Auckland, New Zealand. Rudy Balasko/Shutterstock

A government-supported programme to promote home ownership among New Zealanders has missed bold targets.

Radio New Zealand is reporting that only 10,355 homes have been contracted to be built under the KiwiBuild scheme — or just a tenth of the 100,000 units targeted for completion by 2028.

The Kiwi government has already lowered its first-year goal of completing 1,000 homes to a third of that and scrapped the three-year target of 10,000 units. Fewer than half of the 62 completed units have been sold so far, RNZ reported.

Eligible buyers of KiwiBuild properties are limited to aspiring first homeowner-occupiers who are New Zealand citizens or permanent residents.

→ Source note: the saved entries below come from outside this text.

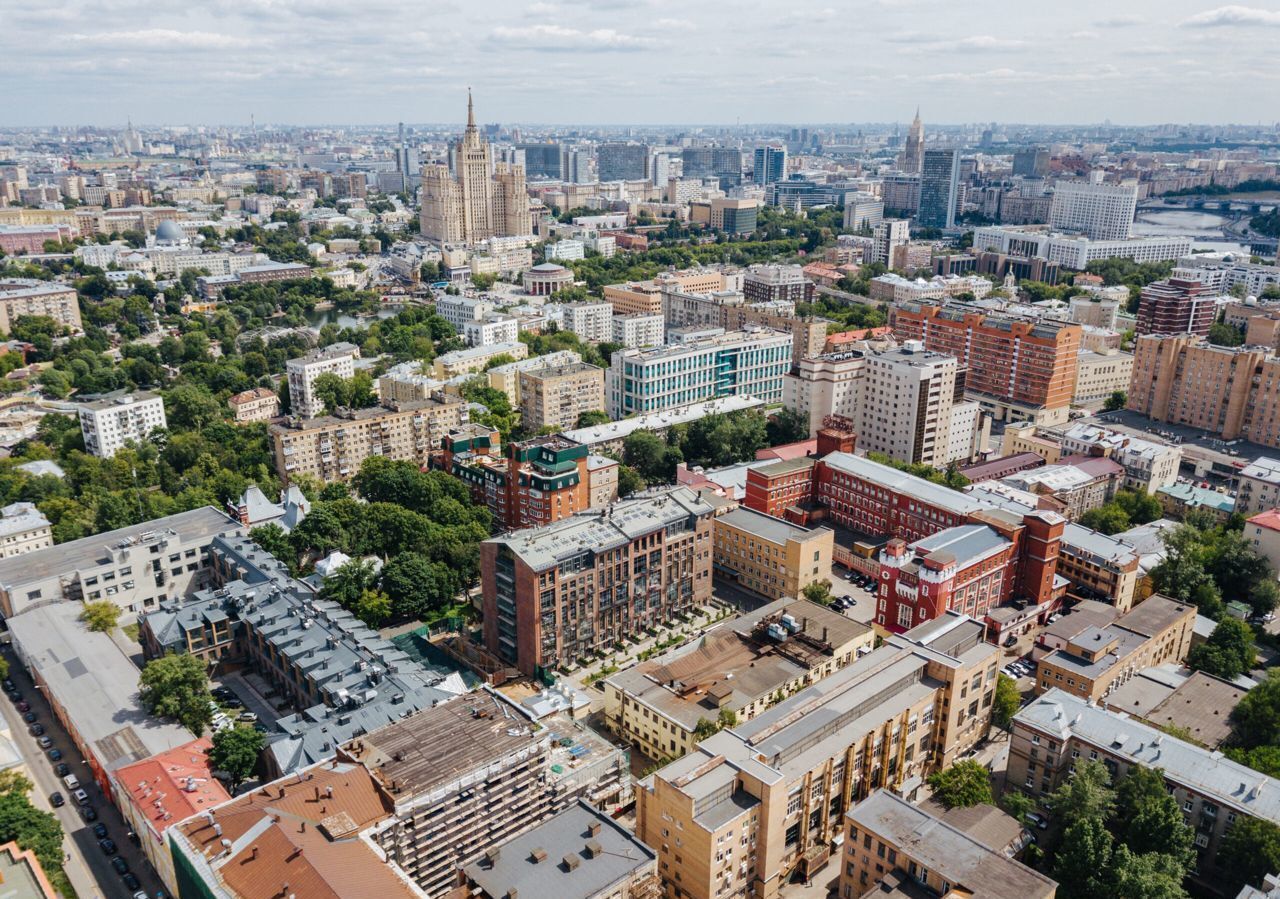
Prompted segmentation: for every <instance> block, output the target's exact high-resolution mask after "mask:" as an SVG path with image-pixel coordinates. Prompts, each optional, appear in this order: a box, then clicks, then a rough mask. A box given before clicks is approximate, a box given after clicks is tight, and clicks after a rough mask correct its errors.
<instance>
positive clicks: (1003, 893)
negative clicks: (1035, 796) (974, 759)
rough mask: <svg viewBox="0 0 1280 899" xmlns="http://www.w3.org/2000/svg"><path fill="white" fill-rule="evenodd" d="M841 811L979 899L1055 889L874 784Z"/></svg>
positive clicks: (922, 811)
mask: <svg viewBox="0 0 1280 899" xmlns="http://www.w3.org/2000/svg"><path fill="white" fill-rule="evenodd" d="M845 817H846V818H847V821H849V822H850V823H851V825H852V826H854V827H858V829H859V830H864V831H869V832H872V834H877V835H879V836H882V838H884V840H886V841H887V843H890V844H892V845H896V846H897V848H899V850H900V852H901V853H902V854H905V855H908V857H909V858H910V859H913V861H915V862H916V863H918V864H919V866H922V867H924V868H928V870H929V871H933V872H936V873H937V875H938V876H940V877H942V879H943V880H946V881H948V882H951V884H952V885H955V886H956V887H963V889H964V893H966V894H970V895H975V896H982V898H983V899H1050V898H1051V896H1053V895H1055V891H1056V890H1057V884H1056V882H1053V881H1052V880H1050V879H1048V877H1046V876H1044V875H1042V873H1039V872H1038V871H1033V870H1032V868H1028V867H1027V866H1025V864H1023V863H1021V862H1015V861H1014V859H1011V858H1007V857H1006V855H1005V854H1004V853H1002V852H997V850H995V849H991V848H988V846H986V845H983V844H982V843H980V841H979V840H977V839H974V838H973V836H969V835H968V834H965V832H964V831H961V830H959V829H957V827H954V826H951V825H950V823H947V822H946V821H942V820H941V818H936V817H933V816H932V814H929V813H928V812H927V811H924V809H923V808H920V807H918V806H913V804H911V803H909V802H906V799H902V798H901V797H899V795H896V794H893V793H890V791H888V790H883V789H879V790H876V791H874V793H873V794H870V795H869V797H867V799H864V800H863V802H860V803H858V804H856V806H854V807H852V808H850V809H849V812H847V813H846V816H845Z"/></svg>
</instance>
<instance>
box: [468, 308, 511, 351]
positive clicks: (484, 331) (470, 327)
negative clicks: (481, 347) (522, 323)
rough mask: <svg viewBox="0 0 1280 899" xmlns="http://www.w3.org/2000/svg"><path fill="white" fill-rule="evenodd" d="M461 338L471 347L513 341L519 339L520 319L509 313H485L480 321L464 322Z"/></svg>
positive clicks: (508, 342) (471, 321)
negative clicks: (484, 314)
mask: <svg viewBox="0 0 1280 899" xmlns="http://www.w3.org/2000/svg"><path fill="white" fill-rule="evenodd" d="M462 338H463V339H465V341H466V342H467V346H472V347H492V346H493V344H495V343H515V342H516V341H518V339H520V321H518V320H517V319H516V318H515V316H511V315H486V316H485V318H484V319H483V320H480V321H467V323H465V324H463V325H462Z"/></svg>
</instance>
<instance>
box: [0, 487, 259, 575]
mask: <svg viewBox="0 0 1280 899" xmlns="http://www.w3.org/2000/svg"><path fill="white" fill-rule="evenodd" d="M239 529H241V524H239V522H238V521H233V520H232V519H230V517H228V516H227V515H225V514H224V512H221V511H219V510H216V508H214V507H212V506H202V507H201V508H192V510H188V511H186V512H178V514H177V515H168V516H165V517H163V519H155V520H152V521H143V522H142V524H137V525H129V526H128V528H120V529H119V530H109V531H106V533H105V534H95V535H93V537H84V538H81V539H79V540H72V542H70V543H59V544H58V546H55V547H49V548H46V549H37V551H36V552H28V553H23V555H22V556H13V557H10V558H5V560H0V588H3V589H5V590H13V589H14V588H15V587H17V585H20V584H31V583H35V581H38V580H45V579H47V578H54V576H56V575H70V574H74V572H77V571H84V570H86V569H91V567H93V566H96V565H108V563H109V561H110V557H111V553H110V551H111V548H113V547H118V546H120V544H122V543H150V542H152V539H159V538H160V537H163V535H164V534H170V533H172V534H177V535H178V537H179V538H180V539H182V542H183V543H186V544H192V543H206V542H212V539H214V538H215V537H218V535H219V534H229V533H233V531H238V530H239Z"/></svg>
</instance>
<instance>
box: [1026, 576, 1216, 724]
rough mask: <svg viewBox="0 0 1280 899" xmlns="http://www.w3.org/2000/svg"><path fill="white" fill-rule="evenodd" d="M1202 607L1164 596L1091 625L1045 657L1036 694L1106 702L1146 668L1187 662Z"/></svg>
mask: <svg viewBox="0 0 1280 899" xmlns="http://www.w3.org/2000/svg"><path fill="white" fill-rule="evenodd" d="M1194 626H1196V606H1192V604H1190V603H1180V602H1175V601H1174V599H1170V598H1169V597H1162V595H1160V594H1158V593H1157V594H1155V595H1151V597H1147V599H1144V601H1143V602H1140V603H1138V604H1137V606H1134V607H1133V608H1132V610H1130V611H1128V612H1125V613H1124V615H1121V616H1120V617H1119V619H1116V620H1115V621H1112V622H1111V624H1108V625H1106V626H1105V628H1097V626H1089V628H1084V629H1083V630H1082V631H1079V633H1078V634H1075V636H1073V638H1070V639H1068V642H1066V645H1065V647H1062V648H1059V649H1055V651H1053V652H1051V653H1048V654H1047V656H1044V657H1043V658H1041V661H1039V665H1038V666H1037V668H1036V690H1037V692H1041V693H1043V692H1047V690H1050V689H1052V688H1057V689H1060V690H1065V692H1066V693H1071V694H1074V695H1078V697H1082V698H1084V699H1087V701H1091V702H1101V701H1102V699H1105V698H1106V697H1108V695H1110V694H1111V693H1114V692H1115V690H1116V689H1119V688H1120V686H1123V685H1124V684H1125V683H1128V681H1129V680H1130V679H1132V677H1133V676H1134V675H1137V674H1138V672H1139V671H1142V670H1143V668H1149V667H1155V666H1156V665H1164V663H1165V662H1172V663H1178V662H1181V661H1183V660H1184V658H1185V657H1187V653H1188V652H1190V648H1192V631H1193V629H1194Z"/></svg>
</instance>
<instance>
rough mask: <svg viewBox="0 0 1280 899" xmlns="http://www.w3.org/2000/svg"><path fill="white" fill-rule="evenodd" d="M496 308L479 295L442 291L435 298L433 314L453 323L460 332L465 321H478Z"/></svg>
mask: <svg viewBox="0 0 1280 899" xmlns="http://www.w3.org/2000/svg"><path fill="white" fill-rule="evenodd" d="M497 309H498V307H497V306H495V305H494V304H493V302H492V301H490V300H483V298H480V297H463V296H449V295H448V293H443V295H440V296H438V297H436V298H435V314H436V315H439V316H440V318H442V319H444V320H445V321H448V323H449V324H451V325H453V327H454V328H456V329H457V332H458V333H460V334H461V333H462V327H463V325H465V324H466V323H467V321H479V320H480V319H483V318H484V316H486V315H489V314H490V312H493V311H494V310H497Z"/></svg>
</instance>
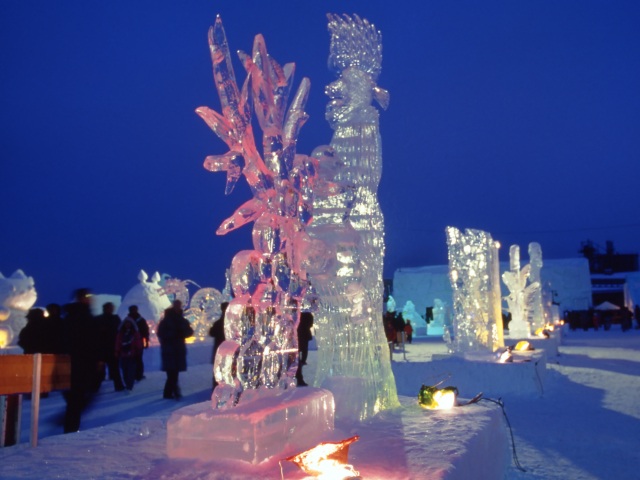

However, KiwiBuild is only eight months into a 10-year programme and “thousands more homes” are currently being negotiated, stressed Housing and Urban Development Minister Phil Twyford in a statement.

“The government is beavering away behind the scenes to improve the KiwiBuild programme for both first home buyers and developers, and we’ll have more to say on this soon,” he said.

“[Twyford] promised big, he didn’t quite work out how he was going to do it, and now he’s got a situation where it doesn’t matter how many developers he signs up to build houses for him, he’s got no guarantee people want to buy what he’s building,” Judith Collins, National Party spokesperson for Housing and Urban Development and a vocal critic of the scheme, was quoted as saying.

Meanwhile, Nigel Mckenna from Development Advisory Services chalked up the shortfall in completions to capacity constraints in infrastructure, land, resources, and finance. “ I think the target will, ultimately over time, be revised downwards slightly,” Mckenna said.

Leonie Freeman, chief executive of the Property Council, imputed the deficit in completions to unrealistic targets in the first place. “Some of those initial goals of 1,000 [homes] in 12 months might have been a bit unrealistic,” she said.

“But we need to see it as a great big funnel and as we resolve a lot of the barriers and the blockages, these numbers will scale up.”